The ombudsman acknowledged that the council had been the victim of a cyberattack at the time and lost records, but said that, despite this, it did not make reasonable efforts to look at other sources, such as emails, or to interview staff.
The ombudsman did recognise in its judgement that the landlord had learned from this case and welcomed its actions, including the creation of a new repairs charter.
It resulted in the landlord being told to pay the resident £1,500 in compensation and arrange a decant as a matter of urgency. The landlord must also carry out a thorough investigation of the issues at the property to provide the resident with information in writing about its repair plans.
A spokesperson for Hackney Council said: “We accept there were failures made while dealing with this case and that the service we provided fell well below that we expect to provide our residents. We are sorry for the distress this has caused the resident.
“We had been working, unsuccessfully, with the resident to gain access to their home to undertake the necessary works – including offering a temporary home whilst we carried out the repairs.
“Unfortunately, this prolonged the time taken to carry out the work. The resident has since been moved into a new, permanent home.

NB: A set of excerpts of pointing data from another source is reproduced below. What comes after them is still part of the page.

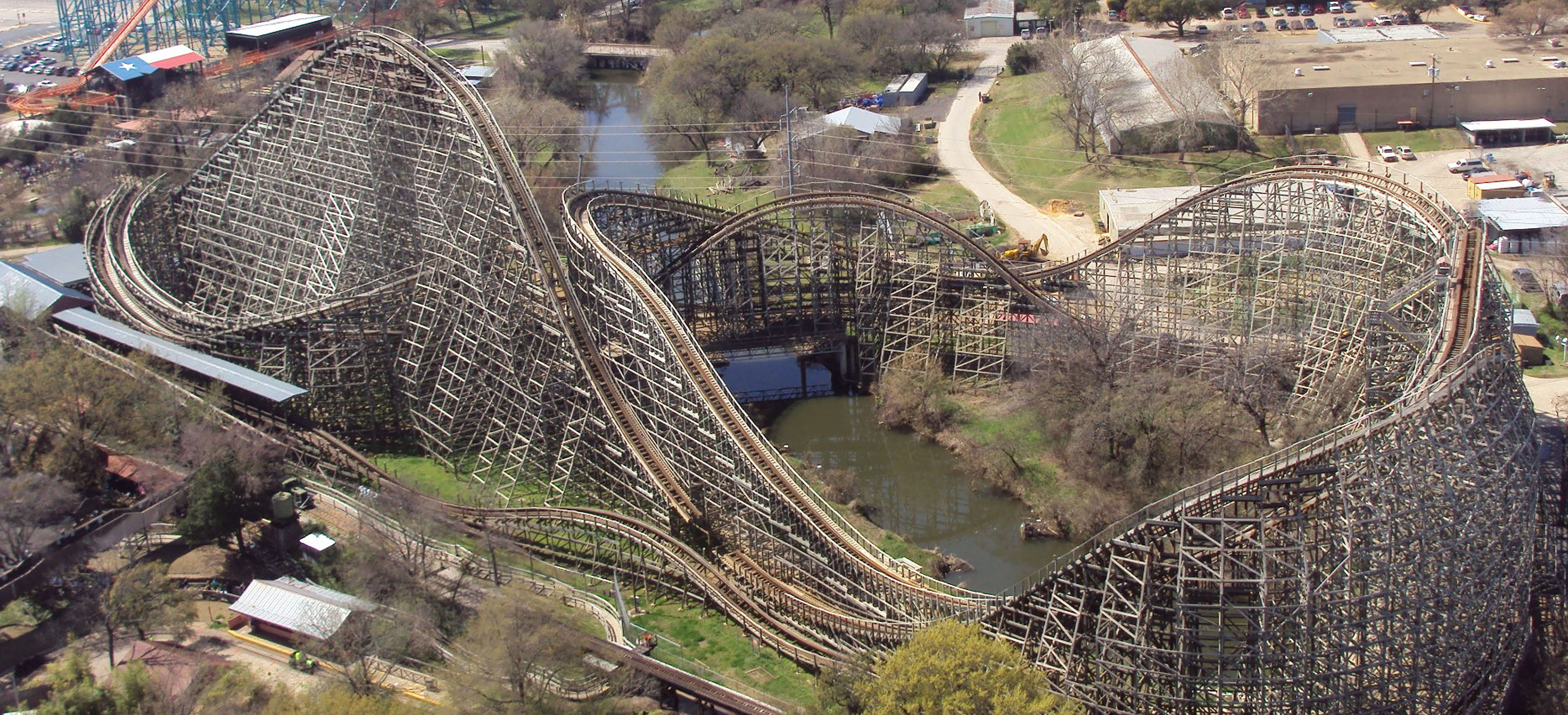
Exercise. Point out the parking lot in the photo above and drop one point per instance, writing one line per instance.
(35, 65)
(1359, 15)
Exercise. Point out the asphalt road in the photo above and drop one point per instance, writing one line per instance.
(957, 156)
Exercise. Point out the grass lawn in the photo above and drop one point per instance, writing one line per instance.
(460, 54)
(1025, 148)
(694, 179)
(483, 27)
(424, 476)
(1426, 140)
(715, 642)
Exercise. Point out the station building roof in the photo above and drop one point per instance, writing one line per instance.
(32, 294)
(276, 24)
(298, 606)
(65, 265)
(203, 364)
(1523, 214)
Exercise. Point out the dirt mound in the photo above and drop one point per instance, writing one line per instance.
(1058, 207)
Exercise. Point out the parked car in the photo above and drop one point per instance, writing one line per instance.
(1463, 165)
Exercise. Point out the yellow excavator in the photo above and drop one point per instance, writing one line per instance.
(1028, 250)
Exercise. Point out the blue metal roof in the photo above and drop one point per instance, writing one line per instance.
(129, 68)
(203, 364)
(33, 294)
(63, 265)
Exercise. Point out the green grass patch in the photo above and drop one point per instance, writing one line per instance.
(1426, 140)
(425, 476)
(496, 27)
(697, 176)
(1020, 142)
(713, 640)
(460, 54)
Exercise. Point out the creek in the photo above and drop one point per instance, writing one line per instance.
(916, 488)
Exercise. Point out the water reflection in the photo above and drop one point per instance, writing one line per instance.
(614, 143)
(918, 490)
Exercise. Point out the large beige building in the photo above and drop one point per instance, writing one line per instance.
(1376, 85)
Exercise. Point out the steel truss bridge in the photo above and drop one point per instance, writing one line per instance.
(371, 237)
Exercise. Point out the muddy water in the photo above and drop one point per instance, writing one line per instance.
(918, 490)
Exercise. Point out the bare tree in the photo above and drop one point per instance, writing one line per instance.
(29, 502)
(518, 645)
(1244, 78)
(1529, 18)
(1079, 73)
(1261, 380)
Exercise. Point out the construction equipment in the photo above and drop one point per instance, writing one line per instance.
(1028, 250)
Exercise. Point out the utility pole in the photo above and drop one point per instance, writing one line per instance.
(789, 143)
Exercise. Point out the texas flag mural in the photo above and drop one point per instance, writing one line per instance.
(143, 65)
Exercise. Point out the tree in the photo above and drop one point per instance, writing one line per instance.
(143, 598)
(1258, 379)
(74, 402)
(515, 644)
(421, 18)
(951, 667)
(73, 690)
(214, 504)
(541, 60)
(1417, 9)
(29, 502)
(1174, 13)
(1078, 73)
(830, 11)
(1244, 78)
(1529, 18)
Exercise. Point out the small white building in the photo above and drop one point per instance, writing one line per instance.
(1127, 209)
(1526, 225)
(990, 19)
(291, 609)
(863, 121)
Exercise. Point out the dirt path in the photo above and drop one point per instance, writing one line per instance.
(957, 156)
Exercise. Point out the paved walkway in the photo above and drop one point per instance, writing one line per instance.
(1357, 145)
(956, 154)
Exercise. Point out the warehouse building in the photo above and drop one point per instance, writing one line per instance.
(1376, 85)
(990, 19)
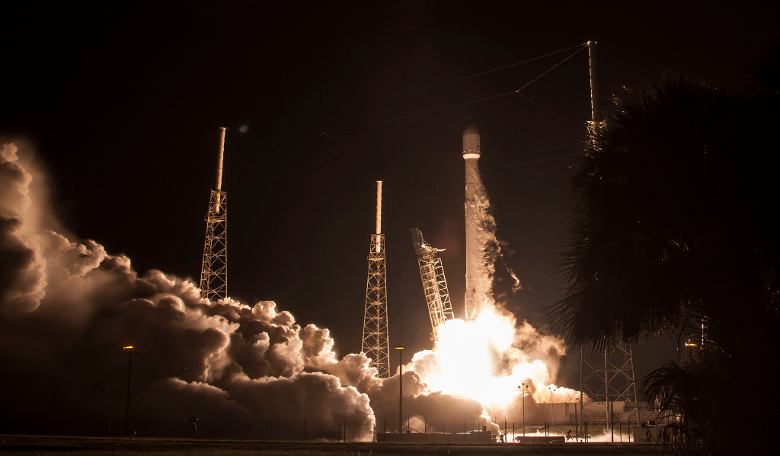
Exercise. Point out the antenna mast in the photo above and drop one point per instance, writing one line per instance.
(376, 344)
(437, 296)
(213, 273)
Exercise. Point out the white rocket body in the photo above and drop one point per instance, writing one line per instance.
(475, 251)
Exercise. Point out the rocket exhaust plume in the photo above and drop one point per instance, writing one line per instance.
(67, 307)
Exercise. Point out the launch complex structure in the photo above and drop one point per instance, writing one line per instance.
(604, 380)
(213, 272)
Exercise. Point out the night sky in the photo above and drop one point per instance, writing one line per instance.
(123, 101)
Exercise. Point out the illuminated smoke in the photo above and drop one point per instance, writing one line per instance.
(488, 357)
(68, 307)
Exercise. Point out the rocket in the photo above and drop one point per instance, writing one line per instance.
(474, 211)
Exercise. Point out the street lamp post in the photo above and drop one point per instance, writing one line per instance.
(400, 387)
(523, 387)
(129, 369)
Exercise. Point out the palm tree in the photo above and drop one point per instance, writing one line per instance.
(672, 231)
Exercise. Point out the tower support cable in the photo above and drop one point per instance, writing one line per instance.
(376, 344)
(608, 379)
(437, 296)
(213, 273)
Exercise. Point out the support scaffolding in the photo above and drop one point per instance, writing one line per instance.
(437, 295)
(607, 381)
(376, 344)
(610, 379)
(213, 273)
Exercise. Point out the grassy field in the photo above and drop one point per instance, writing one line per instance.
(49, 445)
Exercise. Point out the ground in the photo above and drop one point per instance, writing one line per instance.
(45, 445)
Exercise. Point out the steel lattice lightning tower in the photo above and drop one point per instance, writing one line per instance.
(375, 342)
(606, 381)
(213, 273)
(610, 378)
(434, 283)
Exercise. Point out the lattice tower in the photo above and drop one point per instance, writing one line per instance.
(213, 272)
(376, 344)
(434, 282)
(608, 380)
(611, 378)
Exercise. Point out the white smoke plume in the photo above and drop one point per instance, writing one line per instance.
(490, 356)
(67, 307)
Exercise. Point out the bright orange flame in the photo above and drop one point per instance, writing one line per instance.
(478, 359)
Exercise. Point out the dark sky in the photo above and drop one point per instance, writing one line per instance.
(123, 101)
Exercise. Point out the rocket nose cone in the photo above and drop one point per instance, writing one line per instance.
(471, 142)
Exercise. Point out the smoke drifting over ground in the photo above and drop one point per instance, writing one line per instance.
(67, 308)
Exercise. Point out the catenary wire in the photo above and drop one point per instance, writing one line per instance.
(470, 76)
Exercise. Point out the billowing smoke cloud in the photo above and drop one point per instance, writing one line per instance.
(68, 307)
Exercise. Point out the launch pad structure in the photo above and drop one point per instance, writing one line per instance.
(437, 296)
(213, 273)
(376, 344)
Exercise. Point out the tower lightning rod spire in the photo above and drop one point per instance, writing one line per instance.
(221, 155)
(594, 83)
(213, 273)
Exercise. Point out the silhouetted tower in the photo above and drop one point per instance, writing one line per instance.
(609, 379)
(437, 295)
(213, 272)
(375, 342)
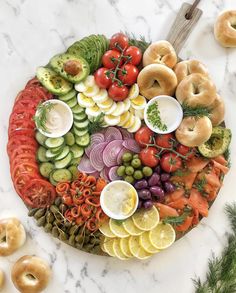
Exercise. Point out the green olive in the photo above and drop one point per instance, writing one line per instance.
(121, 171)
(127, 157)
(136, 163)
(129, 170)
(147, 171)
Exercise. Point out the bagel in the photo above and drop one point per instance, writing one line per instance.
(225, 28)
(187, 67)
(217, 111)
(196, 90)
(155, 80)
(194, 131)
(160, 52)
(12, 236)
(30, 274)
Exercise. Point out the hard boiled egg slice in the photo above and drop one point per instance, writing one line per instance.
(120, 107)
(85, 101)
(139, 102)
(101, 97)
(136, 125)
(134, 91)
(111, 120)
(93, 111)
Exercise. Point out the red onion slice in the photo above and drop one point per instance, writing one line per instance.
(111, 152)
(112, 133)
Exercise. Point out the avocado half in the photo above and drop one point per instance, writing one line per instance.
(217, 144)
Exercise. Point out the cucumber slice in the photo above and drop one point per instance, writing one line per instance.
(41, 154)
(45, 169)
(72, 102)
(81, 124)
(64, 162)
(83, 140)
(69, 138)
(68, 96)
(54, 142)
(40, 138)
(80, 132)
(63, 154)
(77, 151)
(62, 175)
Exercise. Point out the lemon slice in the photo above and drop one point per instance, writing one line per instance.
(117, 228)
(136, 249)
(146, 244)
(133, 92)
(117, 250)
(124, 246)
(108, 246)
(162, 236)
(146, 219)
(131, 228)
(105, 229)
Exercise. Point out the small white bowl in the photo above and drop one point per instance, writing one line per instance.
(66, 120)
(105, 194)
(171, 113)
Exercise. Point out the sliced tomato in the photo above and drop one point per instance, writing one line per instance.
(38, 193)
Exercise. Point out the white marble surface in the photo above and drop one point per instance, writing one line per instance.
(33, 31)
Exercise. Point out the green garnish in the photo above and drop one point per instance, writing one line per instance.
(153, 117)
(41, 118)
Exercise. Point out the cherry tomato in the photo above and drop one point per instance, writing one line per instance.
(149, 157)
(110, 59)
(118, 92)
(102, 79)
(170, 162)
(186, 151)
(134, 54)
(128, 74)
(143, 136)
(165, 140)
(119, 41)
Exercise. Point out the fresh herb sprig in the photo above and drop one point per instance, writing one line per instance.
(40, 118)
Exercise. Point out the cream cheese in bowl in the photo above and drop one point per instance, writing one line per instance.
(58, 118)
(119, 200)
(163, 114)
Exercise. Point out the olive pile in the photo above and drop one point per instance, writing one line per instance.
(132, 169)
(53, 221)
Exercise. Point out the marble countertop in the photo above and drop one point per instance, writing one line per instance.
(33, 31)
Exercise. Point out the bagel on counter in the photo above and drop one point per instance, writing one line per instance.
(194, 131)
(187, 67)
(30, 274)
(225, 28)
(160, 52)
(217, 111)
(12, 236)
(196, 90)
(156, 79)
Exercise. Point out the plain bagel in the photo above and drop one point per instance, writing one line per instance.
(225, 28)
(194, 131)
(160, 52)
(12, 236)
(156, 79)
(217, 111)
(30, 274)
(187, 67)
(196, 90)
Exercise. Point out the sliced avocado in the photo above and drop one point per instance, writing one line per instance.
(72, 68)
(53, 82)
(217, 144)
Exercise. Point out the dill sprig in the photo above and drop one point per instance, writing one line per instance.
(40, 118)
(97, 123)
(221, 273)
(198, 111)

“In 2020, the council was the victim of a criminal cyberattack which resulted, at the time, in the loss of all our ICT systems and processes. This impacted on our ability to retrieve our housing management and repairs data as well as historic records, and sadly impeded our ability to investigate the resident’s complaint.
“The issues outlined in the report were further complicated by the impact of the COVID pandemic, during which we were only able to provide an urgent and emergency repair service.
“A new repairs charter is being developed to provide residents with a clear picture of the standard we are setting ourselves and what they should expect from the service in the future.
“We are disappointed with the finding, but we recognise our failings and we are continually taking steps to enhance the service we provide to residents, including improving how we communicate the outcomes of any inspections our surveyors undertake.
“We will use the findings of this investigation to improve our processes to prevent issues like this occurring in the future.”